« Sur une base volontaire ». Dans les conclusions du Conseil européen des 28 et 29 juin, l’expression est clairement précisée au sujet de la création de « centres contrôlés » pour traiter l’arrivée de migrants. Elle est répétée à propos de la répartition ensuite des exilés entre États de l’Union. Ce sont les gouvernements les plus hostiles à accueillir tant ces centres que leurs hôtes, qui ont insisté pour que cette « base volontaire » soit une condition explicite. Cette « base » est donc on ne peut plus précaire puisque soumise au bon vouloir des gouvernements.
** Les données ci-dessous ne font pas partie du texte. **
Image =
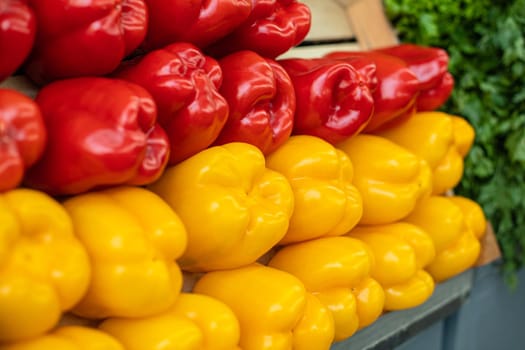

Elle vacillera au gré des sondages d’opinion, de l’approche d’échéances électorales, des jeux internes aux coalitions et autres déterminants court-termistes de la volonté politique.

La construction européenne est fondamentalement affaire de « bonne volonté ». C’est ce qui la distingue historiquement des empires. Les Vingt-Huit ont adhéré, chacun, au projet d’Europe unie « sur une base volontaire », si l’on peut dire. Mais ce choix souverain dès lors oblige. Y compris sur le droit d’asile. Les États membres de l’UE sont engagés par la convention de Genève sur les réfugiés de 1951. Le droit d’asile est aussi inscrit dans la Charte européenne des droits fondamentaux devenue, depuis 2009, aussi contraignante que les traités européens. Aucun dirigeant européen ne peut s’en laver les mains.

Alors que l’Autriche, où l’extrême-droite participe à la coalition au pouvoir, vient de prendre la présidence du Conseil de l’UE ce semestre, le risque est que s’érige un « axe des volontés dans la lutte contre l’immigration illégale » contraire au droit et aux obligations européennes. De cette expression lancée le mois dernier par le chancelier autrichien, Sebastian Kurz, visant Munich-Vienne-Rome, c’est d’abord la résurgence du mot « axe » qui a fait froid dans le dos. Mais celui de « volontés » devrait aussi nous mettre en garde car, potentiellement, il s’agit de faire fi de toute obligation antérieurement souscrite.

L’heure n’est donc plus à la mollesse. Ces dernières années, l’intégration européenne a trop souvent manqué de volonté politique ferme de la part de dirigeants au contraire négligents sur ce terrain. Emmanuel Macron cherche aujourd’hui à réaffermir une détermination qui s’était essoufflée. L’entrée au Panthéon le 1er juillet de Simone Veil au nom, notamment, de son indéfectible engagement pour l’Europe, sert à contrer « les vents mauvais » que le chef de l’État a dénoncé dans son discours, reprenant une métaphore qu’il avait déjà employée à Berlin en avril dernier.

Ces vents, soufflant d’Autriche, d’Italie, de Bavière, des pays de Visegrad (Hongrie, Slovaquie, Pologne, Tchéquie) ou encore de Slovénie, s’emploient à détourner l’Union européenne de ses valeurs fondatrices et des obligations qui en découlent. À l’image des ports italiens désormais fermés aux navires des ONG ou de la loi adoptée par le parlement hongrois, le 20 juin, rendant passible de poursuites pénales l’aide aux migrants opérée par des ONG. Les « volontés » n’ont pas de limites.

« L’axe » ainsi animé par l’extrême-droite, ou la droite radicale, n’a pas pour objectif de sortir de l’UE, à l’instar d’un Brexit déjà jugé comme un échec, mais de la remodeler à sa manière. Quitte à faire retourner les pères fondateurs de la construction européenne dans leur tombe. Les élections européennes dans un an s’annoncent comme un âpre combat, sur fond de crise migratoire, entre des volontés foncièrement opposées et des vents contraires. Aux forces pro-européennes de garder le cap.